# I wish someone had told me...



## Jayc1562 (May 27, 2014)

So I'm in the process of adjusting my mind to moving to Hong Kong this August and was wondering what to pack. I could literally pack everything but I think this might make it more interesting...
So what are the top 5 things you packed and couldn't live without or five things you've packed and basically wish you left home?


----------



## kimwy (Sep 25, 2011)

Things I packed (we had a container, so I packed a lot!) and wish I hadn't:

1. coffee tables, low shelves, side tables.

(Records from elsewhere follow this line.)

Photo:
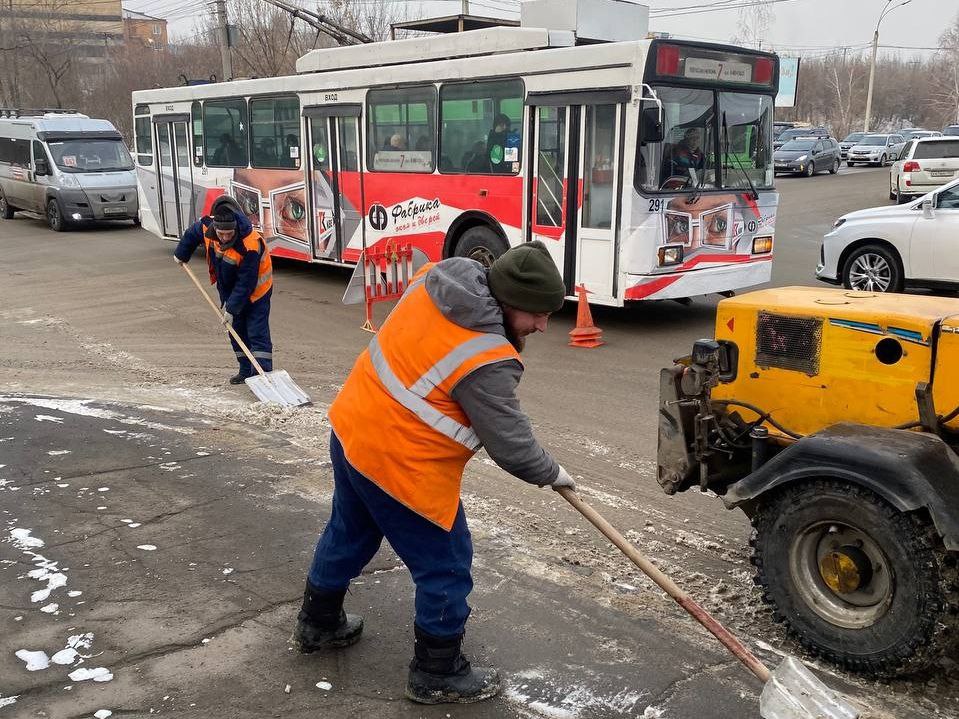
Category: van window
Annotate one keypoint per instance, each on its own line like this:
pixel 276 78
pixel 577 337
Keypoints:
pixel 275 132
pixel 143 141
pixel 90 155
pixel 15 152
pixel 196 114
pixel 402 134
pixel 481 127
pixel 225 133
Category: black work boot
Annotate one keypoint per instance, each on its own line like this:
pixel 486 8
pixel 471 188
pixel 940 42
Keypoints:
pixel 322 622
pixel 440 674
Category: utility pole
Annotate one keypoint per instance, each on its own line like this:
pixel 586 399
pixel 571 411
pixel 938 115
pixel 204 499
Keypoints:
pixel 872 65
pixel 226 57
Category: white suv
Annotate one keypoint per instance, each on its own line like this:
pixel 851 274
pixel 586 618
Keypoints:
pixel 926 164
pixel 884 249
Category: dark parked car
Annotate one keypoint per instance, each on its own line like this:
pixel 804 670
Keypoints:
pixel 796 132
pixel 850 140
pixel 807 156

Anything that doesn't utilise the vertical space in your shoebox, aka your apartment, is not worth bringing.

2. anything that I use less than once a week. If I don't use it everyday, it isn't essential. non-essentials take up valuable space.

3. anything big that won't go round tight corners or in a small lift. Recently saw an ad for a lovely piece of furniture, going for nothing, the catch? You had to carry it down 25 flights of stairs because it wouldn't go in the lift. I wonder what poor soul had to carry it up in the first place.

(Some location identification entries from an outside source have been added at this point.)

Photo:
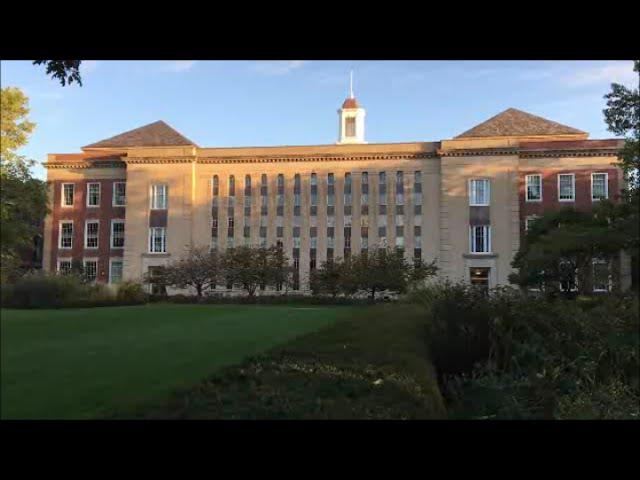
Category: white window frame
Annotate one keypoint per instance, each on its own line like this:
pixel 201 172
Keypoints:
pixel 115 259
pixel 472 237
pixel 113 200
pixel 526 187
pixel 73 232
pixel 86 230
pixel 472 202
pixel 89 196
pixel 164 239
pixel 600 261
pixel 63 259
pixel 528 219
pixel 62 204
pixel 84 266
pixel 606 185
pixel 573 187
pixel 152 197
pixel 114 221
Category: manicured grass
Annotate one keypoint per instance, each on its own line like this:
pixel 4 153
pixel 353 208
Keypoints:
pixel 373 365
pixel 91 363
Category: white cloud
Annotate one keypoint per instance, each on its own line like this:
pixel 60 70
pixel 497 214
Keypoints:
pixel 278 67
pixel 88 66
pixel 620 72
pixel 178 66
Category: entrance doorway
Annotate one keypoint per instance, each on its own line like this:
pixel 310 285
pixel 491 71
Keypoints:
pixel 479 276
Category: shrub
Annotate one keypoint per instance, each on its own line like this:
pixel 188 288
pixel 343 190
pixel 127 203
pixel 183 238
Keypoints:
pixel 131 293
pixel 507 355
pixel 458 326
pixel 67 291
pixel 44 291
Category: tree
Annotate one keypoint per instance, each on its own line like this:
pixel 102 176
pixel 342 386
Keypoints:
pixel 622 116
pixel 251 267
pixel 558 251
pixel 23 199
pixel 198 268
pixel 384 269
pixel 66 71
pixel 329 278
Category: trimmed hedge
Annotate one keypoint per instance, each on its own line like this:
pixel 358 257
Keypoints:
pixel 506 355
pixel 66 291
pixel 267 300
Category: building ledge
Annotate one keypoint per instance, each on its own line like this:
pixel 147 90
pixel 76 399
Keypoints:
pixel 479 255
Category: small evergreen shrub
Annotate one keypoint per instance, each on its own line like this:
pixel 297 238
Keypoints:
pixel 131 293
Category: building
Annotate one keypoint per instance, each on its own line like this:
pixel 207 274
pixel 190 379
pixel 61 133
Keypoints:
pixel 135 201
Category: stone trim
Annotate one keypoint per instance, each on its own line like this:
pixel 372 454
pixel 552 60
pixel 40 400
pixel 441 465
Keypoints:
pixel 80 165
pixel 479 256
pixel 569 153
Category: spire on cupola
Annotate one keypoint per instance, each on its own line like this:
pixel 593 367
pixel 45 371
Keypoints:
pixel 351 115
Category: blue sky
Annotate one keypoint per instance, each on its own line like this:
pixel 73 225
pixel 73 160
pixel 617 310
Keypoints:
pixel 250 103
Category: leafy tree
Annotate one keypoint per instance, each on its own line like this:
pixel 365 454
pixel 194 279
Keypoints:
pixel 250 267
pixel 622 115
pixel 329 278
pixel 198 268
pixel 384 270
pixel 23 199
pixel 66 71
pixel 558 252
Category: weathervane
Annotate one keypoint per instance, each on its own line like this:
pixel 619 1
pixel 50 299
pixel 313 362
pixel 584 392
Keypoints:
pixel 351 84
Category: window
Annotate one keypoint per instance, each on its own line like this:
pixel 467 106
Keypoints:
pixel 93 194
pixel 534 188
pixel 601 278
pixel 91 270
pixel 64 266
pixel 247 185
pixel 67 194
pixel 566 187
pixel 66 234
pixel 215 186
pixel 158 197
pixel 599 186
pixel 117 233
pixel 479 192
pixel 529 221
pixel 157 240
pixel 115 271
pixel 230 226
pixel 91 234
pixel 232 186
pixel 350 126
pixel 480 239
pixel 119 194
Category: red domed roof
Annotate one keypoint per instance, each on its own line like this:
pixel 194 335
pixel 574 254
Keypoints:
pixel 350 103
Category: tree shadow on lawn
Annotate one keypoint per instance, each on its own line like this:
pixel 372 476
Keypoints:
pixel 372 366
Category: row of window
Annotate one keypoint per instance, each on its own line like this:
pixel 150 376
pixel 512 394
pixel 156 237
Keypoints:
pixel 91 234
pixel 330 198
pixel 93 194
pixel 567 187
pixel 90 268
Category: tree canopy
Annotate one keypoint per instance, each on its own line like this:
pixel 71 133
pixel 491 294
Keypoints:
pixel 23 199
pixel 65 71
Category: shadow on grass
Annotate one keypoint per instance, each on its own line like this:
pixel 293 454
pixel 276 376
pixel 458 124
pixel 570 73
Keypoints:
pixel 371 366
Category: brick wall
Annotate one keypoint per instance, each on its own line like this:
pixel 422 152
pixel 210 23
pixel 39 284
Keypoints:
pixel 550 200
pixel 79 213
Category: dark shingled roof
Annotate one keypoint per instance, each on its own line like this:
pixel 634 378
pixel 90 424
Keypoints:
pixel 513 122
pixel 156 134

Things I left behind and wish I hadn't? Our oil filled column heaters. Non-insulated, single-glazed apartments get surprisingly cold in winter, and the heaters they sell here are expensive and inefficient.

things I packed and can't do without? Our mattress, they are a crazy price here, and tend to be on the hard side. Our rugs, most floors are marble, which is noisy and cold in winter.

That's it. You can get get pretty much everything you need here. Second hand expat furniture is wonderful to furnish a place with, there is Ikea if you are desperate. We even have M&S Food shops now


----------



## dunmovin (Dec 19, 2008)

what did I need but didn't take? zero and that was back in 1995,now things have got better. I live in Spain now and almost every bit of furniture we have came from Ap lei Chau (all solid wood..none of that mdf stuff that falls apart) computers from Sham Sui Po, beds and linen from Wing-on or justco...even the electric plugs are uk 3 pin.

You will bring back much more than you took .... the company drew the line at shipping back our 33ft boat


----------